Presenter of 1 Presentation

COMPARISON OF VASCULAR COGNITIVE IMPAIRMENT POST-STROKE BETWEEN LARGE VESSEL AND SMALL VESSEL DISEASE IN PROF. DR. DR. MAHAR MARDJONO NATIONAL BRAIN CENTER HOSPITAL INDONESIA

Session Name
0350 - E-Poster Viewing: AS32 Vascular Cognitive Impairment and Dementia (ID 443)
Session Type
E-Poster
Date
Wed, 26.10.2022
Session Time
07:00 - 23:59
Room
GALLERY
Lecture Time
07:00 - 07:00

Abstract

Background and Aims

Vascular Cognitive Impairment (VCI) is common after stroke. It is unclear if risk differs between ischaemic stroke subtypes. In this study, we aimed to compare the VCI feature in a large vessel disease (LVD) and small vessel disease (SVD) stroke at NBC Hospital in Indonesia.

Methods

We compared demographic and clinical data from post-stroke patients who are diagnosed with VCI based on their first comprehensive neurocognitive test (CERAD, MMSE, MOCA, Digit span, Trail Making Test (TMT)) within three months of the onset of ischemic stroke in NBC Hospital from January 2020 to December 2021. Data from localization of cerebrovascular disease and VCI were analyzed by bivariate analysis.

Results

A total of 89 patients (age 61,4±11,5 years; Male, 63%) with VCI after stroke met the inclusion criteria.

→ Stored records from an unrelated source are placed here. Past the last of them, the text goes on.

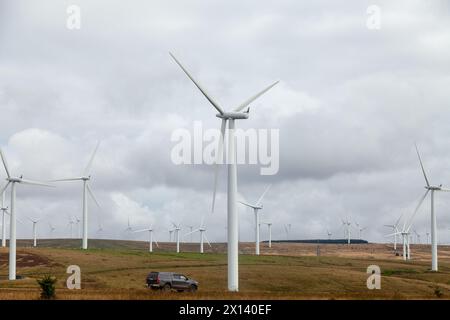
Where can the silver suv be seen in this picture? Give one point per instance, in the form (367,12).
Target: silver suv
(170,280)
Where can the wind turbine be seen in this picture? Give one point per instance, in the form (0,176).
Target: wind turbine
(100,229)
(4,209)
(202,230)
(85,178)
(269,226)
(405,231)
(12,224)
(417,236)
(70,224)
(434,255)
(287,229)
(177,228)
(232,216)
(77,222)
(52,229)
(395,230)
(34,221)
(346,223)
(150,241)
(256,207)
(128,228)
(360,230)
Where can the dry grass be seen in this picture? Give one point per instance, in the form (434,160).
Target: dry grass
(287,271)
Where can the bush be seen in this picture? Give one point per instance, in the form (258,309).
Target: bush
(438,292)
(47,284)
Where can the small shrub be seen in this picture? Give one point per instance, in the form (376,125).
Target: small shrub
(47,284)
(438,292)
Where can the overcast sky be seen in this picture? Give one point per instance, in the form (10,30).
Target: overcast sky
(350,104)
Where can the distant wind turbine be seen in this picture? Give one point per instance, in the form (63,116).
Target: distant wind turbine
(150,240)
(85,178)
(256,207)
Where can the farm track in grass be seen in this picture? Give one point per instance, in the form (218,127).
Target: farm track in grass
(114,269)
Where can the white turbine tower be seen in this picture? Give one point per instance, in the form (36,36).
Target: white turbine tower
(77,222)
(256,207)
(346,223)
(287,229)
(232,216)
(34,222)
(70,224)
(434,255)
(176,229)
(202,230)
(52,229)
(150,240)
(395,230)
(128,228)
(12,224)
(85,178)
(269,227)
(4,209)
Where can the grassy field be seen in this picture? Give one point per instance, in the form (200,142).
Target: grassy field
(117,270)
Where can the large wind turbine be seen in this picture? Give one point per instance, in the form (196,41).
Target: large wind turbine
(85,177)
(405,231)
(176,229)
(4,210)
(346,223)
(232,216)
(150,240)
(395,230)
(434,257)
(12,224)
(202,230)
(269,226)
(256,207)
(34,222)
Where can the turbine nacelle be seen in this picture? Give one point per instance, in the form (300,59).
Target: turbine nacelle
(232,115)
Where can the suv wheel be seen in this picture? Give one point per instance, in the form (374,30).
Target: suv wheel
(166,287)
(193,288)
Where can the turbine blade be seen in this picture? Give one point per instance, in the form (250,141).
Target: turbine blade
(92,195)
(203,91)
(262,196)
(5,164)
(256,96)
(141,230)
(66,179)
(34,182)
(421,165)
(219,157)
(196,230)
(247,204)
(5,187)
(89,165)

Including 55 (62,5%) patients with SVD and 33 (37,5%) patients who had LVD. Cognitive domains that show impairment are the naming test (BNT), Memory (Delayed Recall), Executive Function (TMT A-B), and Visuospatial. While attention and fluency language tests remain good. There is no significant difference in the disturbing domain of cognitive impairment between the two. There was no correlation effect between the cerebrovascular lesion and the neurocognitive test, but the SVD stroke group showed more impaired TMT A-B scores.

Conclusions

Despite their small vascular size, lacunar strokes appear to be related to vascular cognitive impairment, suggesting that SVD may increase their impact more than LVD. No significant domain is involved in a small vessel and large vessel disease. More comprehensive studies on VCI with stroke subtyping are needed.